Taking this into consideration, phishing attacks are here to stay even in 2020, with even more types of attacks. Cybercriminals will be making things ever harder, as they will send out even more personalised emails, in order to better trick the receiver. And they've come up with different kinds of phishing attacks, that will most certainly be used:
- - email phishing
- - pop-up phishing
- - tech cold call scams
- - fake results phishing scams
- - voice phishing scams
- - pharming
- - spear phishing
Here are more details about them, as well as ways to protect yourself agains them:
We are at the beginning of a new era with the 5G network. More and more devices will be connected to the Internet, in your home, as well as around the cities. And cybercriminals have been waiting for this as you'd wait for the meal to come at lunch. Why? Because it poses a much bigger opportunity to attack the smart devices and to, maybe, take control.
Of course, engineers will develop smart devices with better security systems, but that doesn't mean that cyber criminals won't still focus, at least in 2020, in trying to hack everything in the IoT world.
There is still a big trend in moving towards cloud, as it can be easier to access, and cheaper to maintain. But big companies, who may have experienced some cloud outages, might rethink their strategy. Companies might start looking in 2020 into some hybrid environments, ones that can assure them more that they will not suffer severe damages in case of an outage.
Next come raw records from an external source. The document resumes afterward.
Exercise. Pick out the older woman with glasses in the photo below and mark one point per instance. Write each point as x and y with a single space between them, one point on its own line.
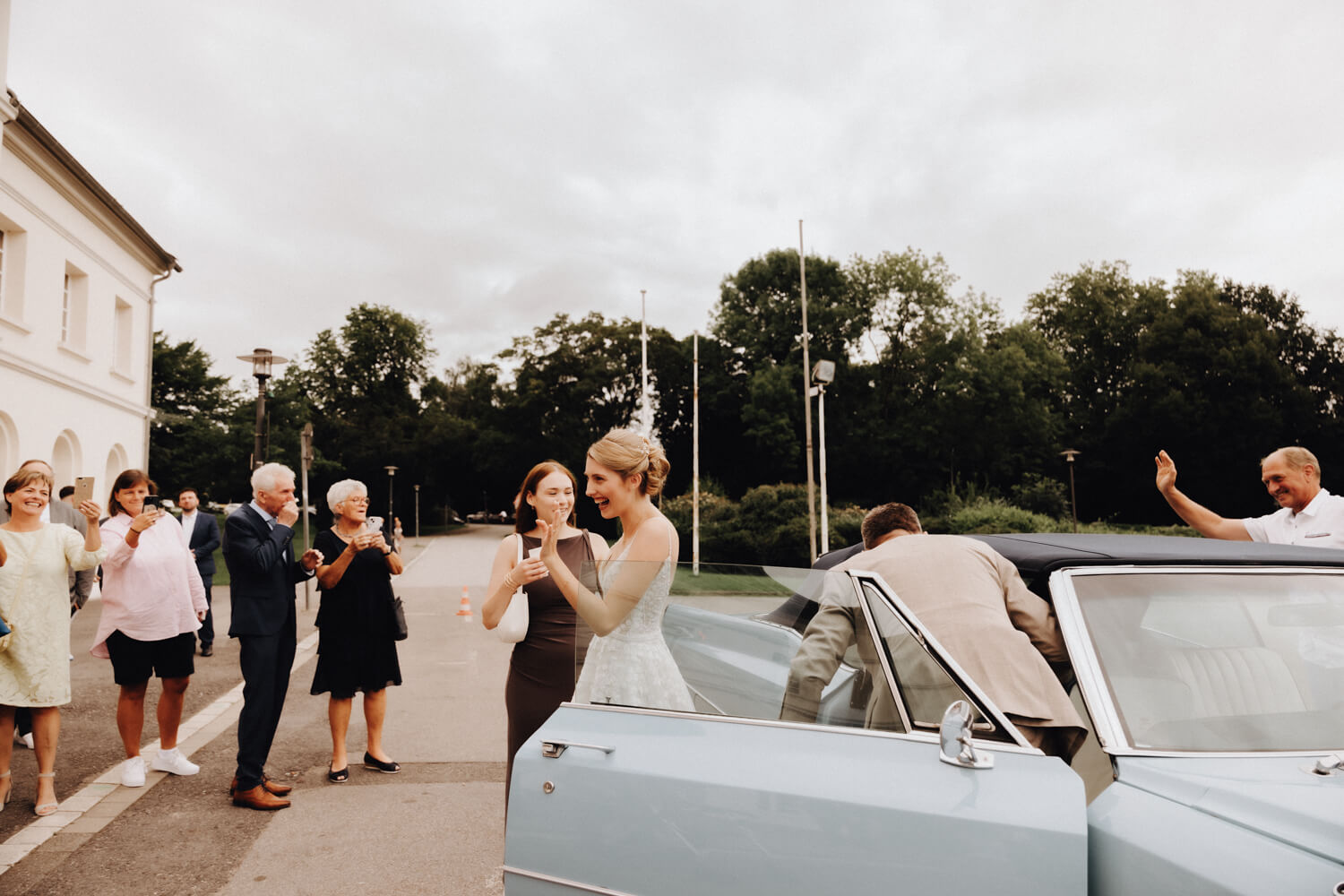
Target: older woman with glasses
35 602
357 648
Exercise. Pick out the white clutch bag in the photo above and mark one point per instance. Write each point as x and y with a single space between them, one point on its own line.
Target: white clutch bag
513 626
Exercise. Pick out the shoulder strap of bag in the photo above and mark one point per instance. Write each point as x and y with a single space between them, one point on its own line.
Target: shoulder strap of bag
27 562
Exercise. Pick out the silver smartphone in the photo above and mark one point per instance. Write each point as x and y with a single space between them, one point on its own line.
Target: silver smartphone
83 489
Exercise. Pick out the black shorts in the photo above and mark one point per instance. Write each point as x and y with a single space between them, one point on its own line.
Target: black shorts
134 661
It will be like having a back-up electric generator - the power is off, but you will still be able to get some power on in certain areas, just to keep the business going, instead of full stopping for long periods of time.
There's a big potential regarding AI in cybersecurity. This is mainly due to an increase (which has been on the rise for a couple of years) in developing a better AI world. Developers are focusing on automation, and on creating intelligent software that can help them do stuff more efficiently and more quickly.
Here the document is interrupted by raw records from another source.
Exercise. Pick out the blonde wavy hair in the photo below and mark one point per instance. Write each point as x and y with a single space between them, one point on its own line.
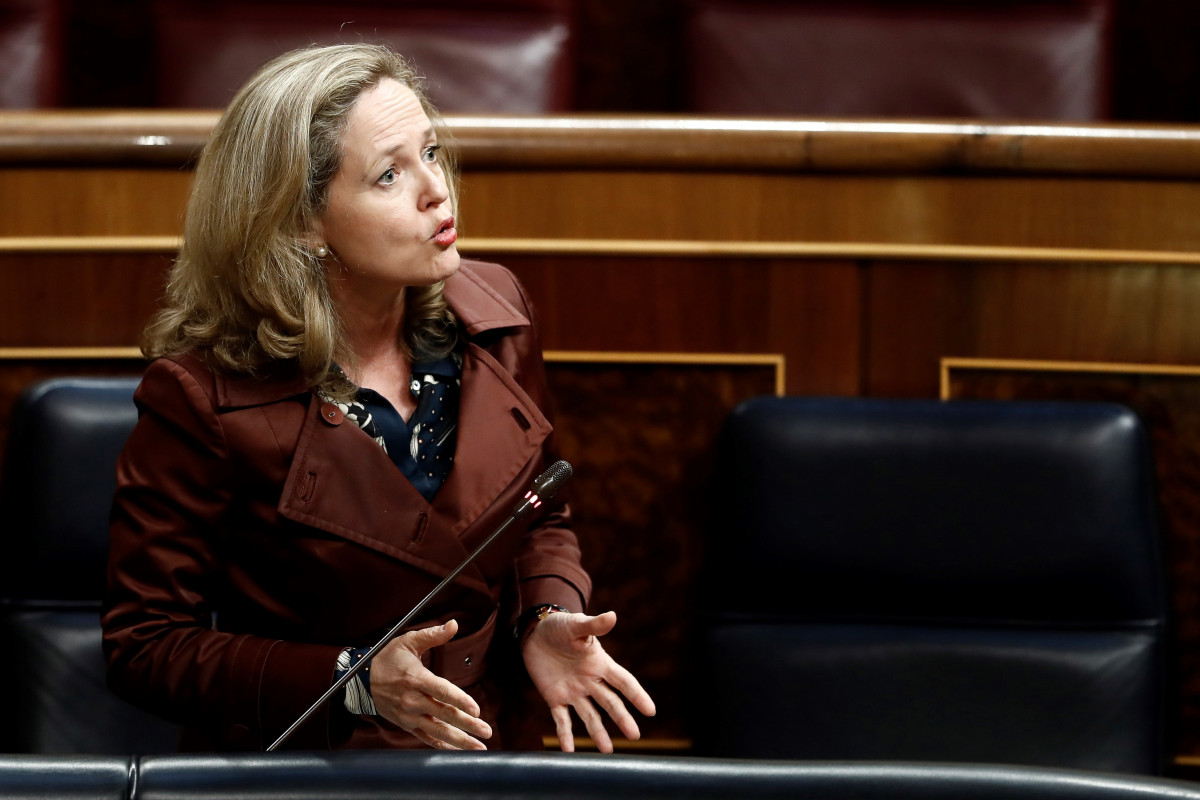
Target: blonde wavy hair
246 288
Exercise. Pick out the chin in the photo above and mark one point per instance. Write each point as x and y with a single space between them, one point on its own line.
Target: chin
447 264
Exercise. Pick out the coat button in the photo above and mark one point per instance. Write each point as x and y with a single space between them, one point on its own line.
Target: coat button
331 414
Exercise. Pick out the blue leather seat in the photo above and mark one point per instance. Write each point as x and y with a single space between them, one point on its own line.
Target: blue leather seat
54 501
952 582
479 776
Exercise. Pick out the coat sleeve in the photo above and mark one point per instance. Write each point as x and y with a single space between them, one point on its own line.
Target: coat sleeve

Of course, this is the case in cyber security, too, as Artificial Intelligence is constantly being improved. With the help of AI, companies will be able to track down possible attacks even before they can happen, or at least much more earlier than a human can do. And in 2020, the work towards improving this AI area, will continue.
Of course, cyber attacks directed towards mobile devices will certainly not stop. It's not like we, people, will stop using smartphones or tablets, hence hackers will still try to perfect the existing attacks, as well as find new types of attacks in 2020.
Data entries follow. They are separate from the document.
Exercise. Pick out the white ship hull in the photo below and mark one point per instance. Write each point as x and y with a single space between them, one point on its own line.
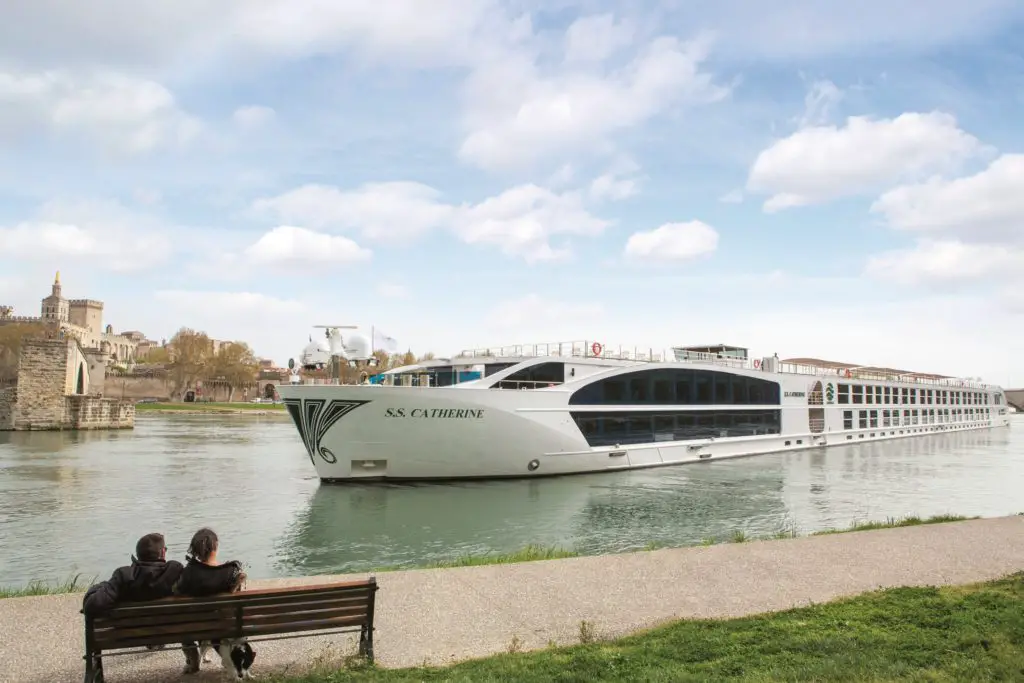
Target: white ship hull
478 431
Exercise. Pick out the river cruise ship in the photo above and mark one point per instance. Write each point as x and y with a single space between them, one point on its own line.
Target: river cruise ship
580 407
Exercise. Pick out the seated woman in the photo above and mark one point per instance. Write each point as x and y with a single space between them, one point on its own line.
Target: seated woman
202 577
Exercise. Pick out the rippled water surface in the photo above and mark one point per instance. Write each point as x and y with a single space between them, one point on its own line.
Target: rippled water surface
77 502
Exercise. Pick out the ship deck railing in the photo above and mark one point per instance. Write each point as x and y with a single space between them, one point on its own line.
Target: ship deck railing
586 349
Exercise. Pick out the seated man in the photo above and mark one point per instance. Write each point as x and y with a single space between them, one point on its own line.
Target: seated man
150 577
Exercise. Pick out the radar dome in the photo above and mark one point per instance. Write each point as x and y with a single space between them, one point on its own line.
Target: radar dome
357 347
315 353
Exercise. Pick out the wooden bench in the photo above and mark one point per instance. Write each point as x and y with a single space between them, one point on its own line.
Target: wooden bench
258 614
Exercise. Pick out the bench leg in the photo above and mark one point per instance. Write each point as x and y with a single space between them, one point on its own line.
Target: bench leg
367 642
93 669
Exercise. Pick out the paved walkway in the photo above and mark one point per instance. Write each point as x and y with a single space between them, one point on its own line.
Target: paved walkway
440 615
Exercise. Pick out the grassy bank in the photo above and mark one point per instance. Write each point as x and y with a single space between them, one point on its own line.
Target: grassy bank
75 584
530 553
972 633
209 408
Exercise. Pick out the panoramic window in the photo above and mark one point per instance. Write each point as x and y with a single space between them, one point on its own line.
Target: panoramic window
541 375
622 428
678 387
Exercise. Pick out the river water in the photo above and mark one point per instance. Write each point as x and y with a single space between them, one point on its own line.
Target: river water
77 501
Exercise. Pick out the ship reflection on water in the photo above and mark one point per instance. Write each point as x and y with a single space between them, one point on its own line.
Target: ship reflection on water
359 527
251 479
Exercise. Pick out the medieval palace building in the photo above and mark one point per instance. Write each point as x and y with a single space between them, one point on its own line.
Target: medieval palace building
83 318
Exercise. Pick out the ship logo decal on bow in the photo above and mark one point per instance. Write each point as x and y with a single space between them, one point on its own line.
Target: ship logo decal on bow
313 418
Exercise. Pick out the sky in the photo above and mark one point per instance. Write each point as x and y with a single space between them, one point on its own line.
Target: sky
804 178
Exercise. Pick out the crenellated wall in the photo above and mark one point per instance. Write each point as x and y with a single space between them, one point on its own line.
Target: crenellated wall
96 413
42 377
56 389
8 402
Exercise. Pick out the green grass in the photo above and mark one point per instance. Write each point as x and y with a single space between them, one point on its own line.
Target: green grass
893 522
527 554
967 633
208 408
75 584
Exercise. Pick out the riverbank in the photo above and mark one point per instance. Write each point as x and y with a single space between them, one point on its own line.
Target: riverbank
964 633
531 553
212 408
440 616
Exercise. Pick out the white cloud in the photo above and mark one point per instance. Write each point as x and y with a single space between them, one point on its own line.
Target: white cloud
594 39
520 221
379 210
535 115
946 261
253 116
673 242
103 233
793 30
288 246
195 33
818 164
988 205
973 227
117 112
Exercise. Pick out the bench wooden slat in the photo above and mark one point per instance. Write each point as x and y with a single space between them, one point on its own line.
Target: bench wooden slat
256 597
107 624
305 615
297 627
249 613
271 608
162 639
226 627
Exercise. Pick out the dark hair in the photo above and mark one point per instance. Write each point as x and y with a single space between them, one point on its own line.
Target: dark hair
204 544
150 547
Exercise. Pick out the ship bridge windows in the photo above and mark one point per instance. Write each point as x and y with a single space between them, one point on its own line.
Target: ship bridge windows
679 387
532 377
621 428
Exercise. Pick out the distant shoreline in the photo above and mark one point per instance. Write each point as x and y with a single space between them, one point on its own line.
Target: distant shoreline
210 409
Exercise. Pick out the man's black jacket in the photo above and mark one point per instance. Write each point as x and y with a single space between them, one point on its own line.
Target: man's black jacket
136 583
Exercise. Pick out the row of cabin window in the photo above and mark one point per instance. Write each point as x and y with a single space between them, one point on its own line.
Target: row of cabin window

As Artificial Intelligence will continue to be improved and developed, cyber criminals will, too, be there to improve their attacks towards AI software in 2020.
So taking all of this into consideration, 2020 will be a year that will bring a new horizon regarding Internet communication, through 5G, as well as another year where cyber criminals will perfect the attacks that worked well in the past. Also, they will focus on the new opportunities the year will bring, in terms of IoT and 5G. We will not be spared from phishing attacks, as they are still one of the "best" ways to cyber attack somebody; especially when now there are so many types (even voice cal phishing).
On the other hand, cloud services will be rethought as a strategy, as companies will start to think about hybrid environments. Artificial Intelligence is, too, being developed in every single area, and it will most certainly be in the cybersecurity domain - recognising cyber attacks much more earlier, among other features.
In terms of protecting yourself in the online world, I would say that 2020 should be the year where you, as an individual, invest much more time in getting to know more about the Internet world. This means that you should focus more on how to protect yourself online, how to keep your privacy, and what to do if you've been hacked. The online world isn't going anywhere, nor hackers will. It will only grow bigger, so you might as well be prepared.